4. The learned counsel for the appellant submits that no original document was produced, filed or tendered by the respondent before the learned Trial Court. The Trial Court exhibited the photocopies without the original being produced or perused by the learned Trial Court. The respondent claimed to have sent the legal notice dated 31st July, 2007 by Regd. AD Post as well as UPC and claimed to have duly served on the appellant (para 5 of the evidence by way of affidavit). However, neither the Regd. AD receipt nor the AD card was produced by the respondent. No evidence was led by the respondent to prove the availability of Rs.5,80,000/- with the respondent on 31st July, 2007 as claimed in the affidavit by way of evidence.

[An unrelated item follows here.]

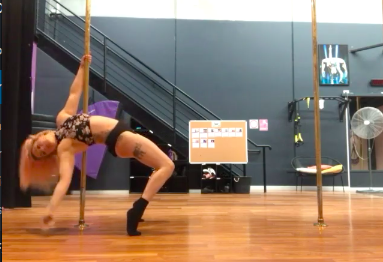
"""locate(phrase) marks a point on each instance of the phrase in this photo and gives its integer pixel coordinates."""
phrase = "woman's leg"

5. The law with respect to the breach of agreement to sell is well settled. Reference be made to the judgment of this Court in Ved Prakash Kharbanda v. Vimal Bindal, 198 (2013) DLT 555. The relevant portion of the judgment is reproduced hereunder:
of the balance sale consideration with him at the time fixed for performance in the agreement, it is an indication of his readiness but his willingness/intention to perform cannot be inferred from readiness alone. 19.[7] When the parties enter into an agreement relating to an immovable property, they amicably agree on the sale consideration, earnest money as well as the payment of the balance sale consideration. If both the parties are ready and willing, they usually complete the transaction within the stipulated time in the following manner:- 19.7.[1] The purchaser makes arrangement for the balance sale consideration within the stipulated time. 19.7.[2] The purchaser informs the seller about the arrangement having been made. 19.7.[3] The purchaser drafts the sale deed and sends the draft sale deed to the seller for approval. 19.7.[4] The seller approves the draft sale deed and returns it back to the purchaser. 19.7.[5] The purchaser purchases the requisite stamp duty for the sale deed. 19.7.[6] The purchaser prepares the sale deed on the requisite stamp papers. 19.7.[7] Both the parties fix the date, time and place for payment of balance sale consideration, execution of sale deed, registration of the sale deed and handing over of the possession. 19.7.[8] The parties complete the sale transaction on the agreed date, time and place. 19.7.[9] In normal parlance, both the parties remain in touch either personally or through the property dealer. 19.[8] The problem arises when one of the two parties turn dishonest. However, the party in breach purports to be ready and willing and creates evidence to that effect. At times, both the parties visit the office of Suba receipt of having attended the office of the Subwilling to perform and were waiting for other party. If the seller is in breach, he creates false evidence of readiness to avoid specific performance by the purchaser and to illegally forfeit the earnest money. On the other hand, if the purchaser is in breach, he creates false evidence of readiness and willingness to file a case of specific performance. 19.[9] It is the duty of the Court to find out which party has not performed and is trying to wriggle out.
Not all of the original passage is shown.